General Well Description
This ECBM project involved several producers and two centrally located injectors, as shown in Figure 1. The coal deposit was approximately 3300 ft deep and comprised of three layers with nominally 75 ft of net coal in a 105 ft gross interval. Both wells had been completed in all zones as case through, perf, and frac producers for a number of years before being selected for conversion to nitrogen injectors. Figure 2 shows Well A configured for injection. Over the course of the seven month project, a total of 115 MMCF of nitrogen was injected into Well A at an average rate of 535 MCFD while total nitrogen injection into Well B was 196 MMCF at an average rate of 1142 MCFD.
Step Rate Tests
Step rate tests were conducted in both injectors to determine fracture parting pressure.

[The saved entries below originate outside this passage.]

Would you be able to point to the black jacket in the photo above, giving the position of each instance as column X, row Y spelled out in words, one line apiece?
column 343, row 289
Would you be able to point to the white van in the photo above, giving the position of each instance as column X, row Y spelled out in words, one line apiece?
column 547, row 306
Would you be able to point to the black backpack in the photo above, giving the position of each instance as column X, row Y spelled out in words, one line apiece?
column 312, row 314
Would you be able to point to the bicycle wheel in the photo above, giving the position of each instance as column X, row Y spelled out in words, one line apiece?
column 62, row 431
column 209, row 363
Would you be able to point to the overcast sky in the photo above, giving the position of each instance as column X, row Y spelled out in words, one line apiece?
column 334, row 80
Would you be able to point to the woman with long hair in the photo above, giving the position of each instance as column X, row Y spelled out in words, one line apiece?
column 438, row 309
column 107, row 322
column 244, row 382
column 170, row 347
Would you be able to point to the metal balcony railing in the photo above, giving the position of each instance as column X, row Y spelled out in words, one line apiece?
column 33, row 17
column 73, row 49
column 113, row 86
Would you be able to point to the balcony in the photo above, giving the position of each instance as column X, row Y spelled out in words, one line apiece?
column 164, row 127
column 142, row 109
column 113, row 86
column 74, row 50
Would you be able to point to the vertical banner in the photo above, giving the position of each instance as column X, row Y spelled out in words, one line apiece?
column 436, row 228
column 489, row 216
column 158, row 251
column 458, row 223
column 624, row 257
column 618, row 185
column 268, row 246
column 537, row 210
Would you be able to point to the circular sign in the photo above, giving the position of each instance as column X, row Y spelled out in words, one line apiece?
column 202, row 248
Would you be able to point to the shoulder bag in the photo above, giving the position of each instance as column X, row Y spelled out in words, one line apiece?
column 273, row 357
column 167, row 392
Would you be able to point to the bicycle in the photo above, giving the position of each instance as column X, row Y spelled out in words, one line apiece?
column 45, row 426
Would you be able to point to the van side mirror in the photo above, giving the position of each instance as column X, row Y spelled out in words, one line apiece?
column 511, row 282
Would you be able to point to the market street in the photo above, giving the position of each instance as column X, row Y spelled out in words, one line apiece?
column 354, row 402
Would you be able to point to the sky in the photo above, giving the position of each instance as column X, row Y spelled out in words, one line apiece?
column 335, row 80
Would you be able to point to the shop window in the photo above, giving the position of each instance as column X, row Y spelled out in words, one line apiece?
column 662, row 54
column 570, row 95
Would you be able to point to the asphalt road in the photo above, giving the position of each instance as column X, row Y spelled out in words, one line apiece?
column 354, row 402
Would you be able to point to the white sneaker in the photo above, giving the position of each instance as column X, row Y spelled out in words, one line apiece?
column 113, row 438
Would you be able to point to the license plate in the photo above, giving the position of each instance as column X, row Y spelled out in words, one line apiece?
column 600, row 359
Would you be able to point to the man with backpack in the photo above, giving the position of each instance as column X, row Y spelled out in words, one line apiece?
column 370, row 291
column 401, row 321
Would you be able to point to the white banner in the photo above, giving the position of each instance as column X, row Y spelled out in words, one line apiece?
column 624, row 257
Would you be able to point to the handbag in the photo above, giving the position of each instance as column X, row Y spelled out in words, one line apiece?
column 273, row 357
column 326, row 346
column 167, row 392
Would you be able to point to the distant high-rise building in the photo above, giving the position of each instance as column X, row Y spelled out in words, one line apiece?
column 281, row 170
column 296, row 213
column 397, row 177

Beginning with a nitrogen injection rate of 400 MCFD, the rate was stepped up by 400 MCFD every two hours up to a maximum injection rate. Maximum injection rate in Well A was 3.2 MMCFD at a calculated bottomhole pressure of 1,660 psia. Throughout both tests, operational constraints made it difficult to maintain constant injection rates, reducing confidence in the data. The high rate data is especially suspect. One of the key learnings from these tests, which can be carried forward to future step rate tests of enhanced cbm recovery injectors, is their sensitivity to rate variations and, consequently, every effort should be made to maintain stable rates within each given step. Interpretation of both these tests was difficult due to their unorthodox behavior.

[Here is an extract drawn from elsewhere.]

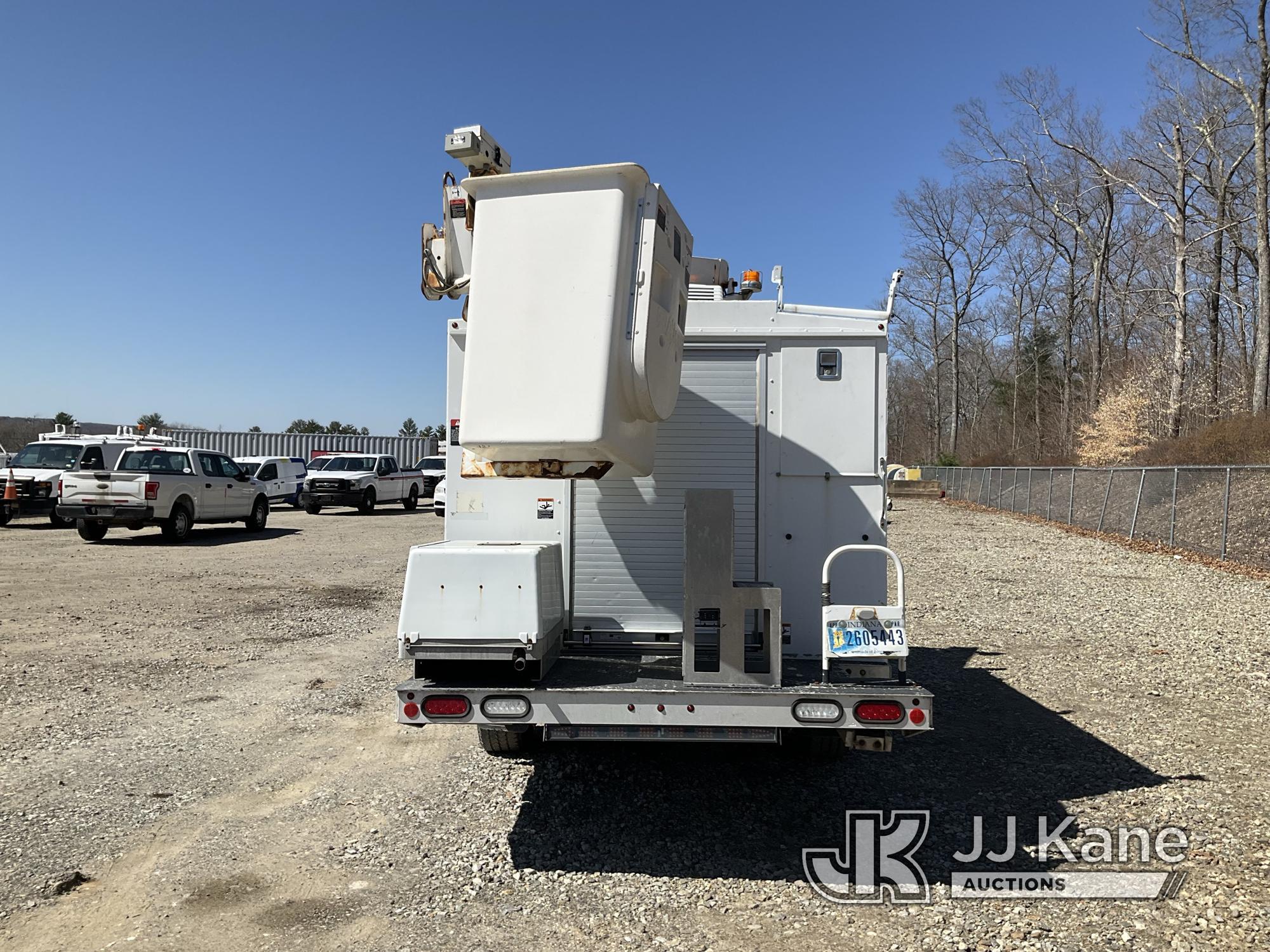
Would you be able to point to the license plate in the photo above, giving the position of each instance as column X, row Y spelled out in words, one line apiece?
column 868, row 638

Final rates and pressures for Well B are plotted in Figure 3. Plots of rate and bottomhole pressure from a step rate test typically show a linear trend at low rates and pressures followed by a breakover to a second trend with a shallower slope at high rates and pressures. The intersection of the two lines is interpreted as formation parting pressure. As seen in Figure 3, Well B shows the opposite behavior. That is, the slope of the high rate and pressure data, the second trend, is steeper, not shallower, than that of the low rate and pressure data.